И вдруг «Чайка», этот несравненный шедевр, с треском проваливается: дураки сыграли, ничего не поняв; другие дураки прослушали и тоже ни аза не поняли.
По всем законам готтентотской логики, Немирович-Данченко мог только облегченно вздохнуть и сказать, как Скалозуб:
– «Довольно счастлив я в товарищах моих…»
Но недаром Немирович-Данченко, рожденный от русского отца армянкой, вырос на Кавказе, где закон чести и куначества всасывается с молоком матери. А Чехов был свой, кунак.
Так или иначе, а Немирович-Данченко вел себя, как рыцарь, редкий рыцарь театра и литературы.

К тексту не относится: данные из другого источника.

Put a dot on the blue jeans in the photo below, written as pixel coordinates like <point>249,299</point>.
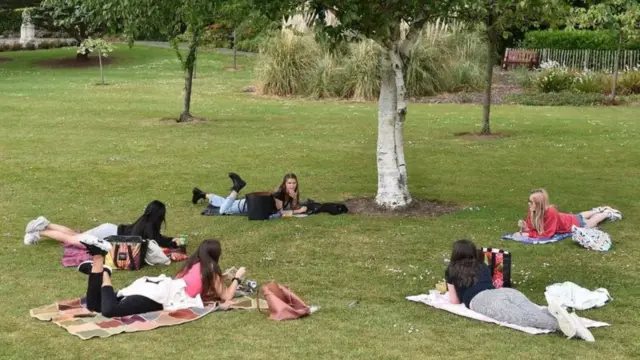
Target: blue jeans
<point>229,205</point>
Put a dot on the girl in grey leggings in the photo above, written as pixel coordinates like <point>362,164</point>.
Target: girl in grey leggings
<point>469,282</point>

Это был очаровательный, всегда спокойный и уравновешенный человек. Он редко бывал вежлив, но никогда не был невежлив. Он всегда был приятен, всегда терпеливо слушал вас и, когда он в чем-либо не мог убедить вас устно, то писал вам длинные письма, образец ясности и точности. И почерк его так и не изменился, как это часто бывает у стариков. Не говорю уже о том, какой это был работник и хлопотун: он приходил раньше всех и уходил позже всех.
Даже тогда, когда, в голодные советские годы, приходилось ему стоять в очереди за картошкой, и тогда оставался барином, в очереди он говорил только о Театре, которому среди всех этих смен и перемен могла грозить опасность.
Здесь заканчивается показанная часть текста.